Fix missing TLS packets and recognizing TLS encrypted data
I noticed that scapy seemed to skip packets when parsing tlsv1.2 messages from pcap files. I could not find a relevant issue and investigated it myself. It seems that scapy was returning the last tls message in a sequence when tls was fragmented across tcp packets. Independently, I noticed that tls messages wireshark calls "Encrypted Handshake Messages" were not recognized by scapy. Since these messages aren't indicated by any outside field, I modified tls records to consider the message content encrypted if a message fails to parse.
I'm opening this PR as a draft since I haven't done testing outside of my use case. I'm not sure what implications outside of tls handshakes these changes have.
Codecov Report
Merging #4015 (25a0296) into master (047be32) will decrease coverage by
29.09%. The diff coverage is7.14%.
@@ Coverage Diff @@
## master #4015 +/- ##
===========================================
- Coverage 81.93% 52.85% -29.09%
===========================================
Files 328 328
Lines 75404 75425 +21
===========================================
- Hits 61783 39865 -21918
- Misses 13621 35560 +21939
| Impacted Files | Coverage Δ | |
|---|---|---|
| scapy/layers/tls/record.py | 20.26% <0.00%> (-71.61%) |
:arrow_down: |
| scapy/layers/tls/session.py | 35.36% <0.00%> (-52.83%) |
:arrow_down: |
| scapy/layers/tls/crypto/cipher_aead.py | 38.15% <100.00%> (-50.00%) |
:arrow_down: |
Thanks for your interest in Scapy. Could you share an example that triggers the issue? For example by adding a pcap file to a github comment.

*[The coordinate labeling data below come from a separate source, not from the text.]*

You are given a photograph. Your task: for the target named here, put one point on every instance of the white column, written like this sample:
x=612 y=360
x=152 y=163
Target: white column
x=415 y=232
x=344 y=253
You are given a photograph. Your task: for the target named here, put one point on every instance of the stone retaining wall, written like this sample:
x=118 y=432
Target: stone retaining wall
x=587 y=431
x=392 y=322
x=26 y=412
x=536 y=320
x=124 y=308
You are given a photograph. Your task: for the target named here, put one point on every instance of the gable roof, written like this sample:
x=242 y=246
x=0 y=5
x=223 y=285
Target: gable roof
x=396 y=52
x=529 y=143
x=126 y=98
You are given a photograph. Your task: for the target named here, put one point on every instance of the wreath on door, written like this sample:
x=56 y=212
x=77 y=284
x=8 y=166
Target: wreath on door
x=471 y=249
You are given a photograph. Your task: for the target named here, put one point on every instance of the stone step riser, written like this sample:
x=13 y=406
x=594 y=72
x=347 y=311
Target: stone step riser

When running the included test with the included pcap file with master, I observe scapy parsing: the client hello, the server hello done, 2 hello requests?, raw handshake data, and finally application data. When using my commit, I observe scapy parsing: the client hello, the server hello & handshake certificate & key exchange & hello done, the client key exchange & change cipher spec & encrypted handshake data, the server change cipher spec & encrypted handshake data, and finally application data. issue.zip I think tls packets reassembled over tcp were being dropped since only the last tls packet parsed was returned in session.py. The record.py change helps identify handshake messages with encrypted content, but I'm not sure if it has other consequences.
There's indeed an issue with TLS and tcp reassembly, but that should be handled by fixing TCP sessions (which is currently somewhat broken because we dissect then rebuild packets), rather than modifying TLS.
Perhaps the first issue would be fixed with a refactoring of TCP sessions, but as-is, as far as I can tell, TLS tcp_reassemble does not return the correct value.
The behavior I noticed was that tcp_reassemble does not return a packet until all available bytes are able to be deserialized. When the bytes were able to be deserialized, it would only return the last packet in the list. My changes to session.py still ensure all bytes must be deserialized until a packet is returned, but it returns the first packet in the list such that packets are not dropped and are instead accessible from the payload of the first packet.
The first change to record.py ensures TLS encrypted data is represented by an encrypted class instead of as raw data.
The second change to record.py and cipher_aead.py is addressing a cryptographic error I received when dealing with a specific encryption mechanism (which I'd have to look back at to identify). IIRC self._tls_auth_decrypt wasn't returning a predictable tuple with some encryption mechanism and I couldn't not find the route cause.